US aviation regulators approved a critical set of test flights on the Boeing Co 737 MAX to begin as soon as yesterday after reviewing the manufacturer’s safety assessment of the multiple fixes devised for the plane.
The US Federal Aviation Administration (FAA) confirmed the start of the multiday program in an e-mail to congressional staffers on Sunday.
“Over the past several weeks the FAA has been reviewing the system safety assessment submitted by Boeing,” the agency said in the e-mail. “The FAA’s Type Inspection Authorization Board has completed its review, clearing the way for flight certification testing to begin.”
The action signals that the government is finally comfortable with the multiple fixes that the planemaker has devised for the aircraft, which has been grounded for more than 15 months after two fatal crashes.
Two people briefed on the planning said that the goal was to begin the tests yesterday, but the start was still subject to last-minute delays.
Such tests are one of the final stages by the government before it certifies an aircraft.
ONE STEP FORWARD
The FAA would have one of its test pilots fly the plane alongside a Boeing pilot. They would be accompanied in the cockpit by an FAA flight-test engineer and a Boeing flight-test manager. Additional specialists would be in the cabin monitoring computerized instrumentation on the plane.
“We continue to work diligently on safely returning the 737 Max to service. We defer to the FAA and global regulators on the process,” Boeing wrote in a statement.
The FAA said in its letter that a number of steps remain before the aircraft can resume carrying passengers in the US, and by extension, elsewhere around the world.
“It is important to note, getting to this step does not mean the FAA has completed its compliance evaluation or other work associated with return to service,” the agency said. “The FAA has not made a decision on return to service.”
It will take months for the agency to complete new pilot-training standards and issue regulations governing multiple software and hardware changes to the plane.
Airline customers have been told that it could come in September if all goes well, although they would still have to retrain pilots and perform maintenance on the fleets of planes that have been in storage before they enter service.
The FAA added that it would retain the authority of inspecting each new plane to ensure that it meets all federal requirements.

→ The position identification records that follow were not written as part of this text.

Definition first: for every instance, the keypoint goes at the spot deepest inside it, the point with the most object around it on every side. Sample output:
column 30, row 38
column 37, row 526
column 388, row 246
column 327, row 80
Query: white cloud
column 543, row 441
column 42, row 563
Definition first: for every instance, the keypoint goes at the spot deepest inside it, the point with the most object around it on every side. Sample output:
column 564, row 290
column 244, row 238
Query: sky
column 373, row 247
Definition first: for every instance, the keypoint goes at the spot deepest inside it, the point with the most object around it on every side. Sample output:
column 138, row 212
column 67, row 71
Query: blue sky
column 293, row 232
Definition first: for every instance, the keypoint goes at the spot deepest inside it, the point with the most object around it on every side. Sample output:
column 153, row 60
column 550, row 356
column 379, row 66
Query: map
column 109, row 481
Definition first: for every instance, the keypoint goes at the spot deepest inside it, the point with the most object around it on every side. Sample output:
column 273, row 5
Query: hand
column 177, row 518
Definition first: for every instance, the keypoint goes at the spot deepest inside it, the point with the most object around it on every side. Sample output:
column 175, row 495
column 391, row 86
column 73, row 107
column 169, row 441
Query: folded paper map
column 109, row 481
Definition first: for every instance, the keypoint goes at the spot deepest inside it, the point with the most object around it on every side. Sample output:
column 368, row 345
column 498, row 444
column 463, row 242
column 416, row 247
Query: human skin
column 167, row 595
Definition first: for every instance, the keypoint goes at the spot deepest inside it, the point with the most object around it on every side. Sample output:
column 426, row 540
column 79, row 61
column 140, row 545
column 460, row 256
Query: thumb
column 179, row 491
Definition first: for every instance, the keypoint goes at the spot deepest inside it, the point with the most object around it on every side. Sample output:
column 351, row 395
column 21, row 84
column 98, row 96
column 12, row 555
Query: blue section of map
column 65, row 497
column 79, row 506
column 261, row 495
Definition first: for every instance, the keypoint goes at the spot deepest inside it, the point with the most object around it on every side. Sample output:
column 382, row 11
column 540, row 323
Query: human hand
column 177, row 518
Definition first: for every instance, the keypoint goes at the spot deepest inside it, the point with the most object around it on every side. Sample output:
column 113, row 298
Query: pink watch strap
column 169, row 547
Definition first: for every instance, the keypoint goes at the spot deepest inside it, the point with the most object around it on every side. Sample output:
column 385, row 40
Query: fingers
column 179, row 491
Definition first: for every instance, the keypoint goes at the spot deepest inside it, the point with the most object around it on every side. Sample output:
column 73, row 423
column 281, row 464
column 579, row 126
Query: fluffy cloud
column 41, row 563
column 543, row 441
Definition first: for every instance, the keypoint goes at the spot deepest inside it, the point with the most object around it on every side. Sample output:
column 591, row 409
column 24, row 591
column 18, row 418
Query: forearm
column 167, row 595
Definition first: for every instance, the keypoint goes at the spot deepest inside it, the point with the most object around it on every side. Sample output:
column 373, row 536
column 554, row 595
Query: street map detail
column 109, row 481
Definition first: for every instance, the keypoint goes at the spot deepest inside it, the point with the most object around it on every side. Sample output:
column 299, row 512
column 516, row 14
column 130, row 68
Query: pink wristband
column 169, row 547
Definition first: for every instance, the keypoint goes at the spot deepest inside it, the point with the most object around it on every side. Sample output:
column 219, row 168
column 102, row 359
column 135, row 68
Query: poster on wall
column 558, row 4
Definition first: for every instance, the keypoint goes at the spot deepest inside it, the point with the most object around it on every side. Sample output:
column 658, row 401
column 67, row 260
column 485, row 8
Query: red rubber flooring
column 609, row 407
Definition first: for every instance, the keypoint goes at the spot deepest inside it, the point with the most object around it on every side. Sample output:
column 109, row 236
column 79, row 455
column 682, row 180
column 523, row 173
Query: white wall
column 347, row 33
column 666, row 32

The MAX was grounded by the FAA on March 13 last year, after most of the rest of the world had already sidelined the plane following the second fatal crash involving a flight-control feature. The crashes — in October 2018 off the coast of Indonesia and in March last year near Addis Ababa — killed a total of 346 people.
The certification flights are scheduled to occur over three separate days.
The agency, which worked closely with Boeing during the process of revising the plane, has a list of maneuvers that it would demonstrate on the plane to verify that alterations to its system function as designed.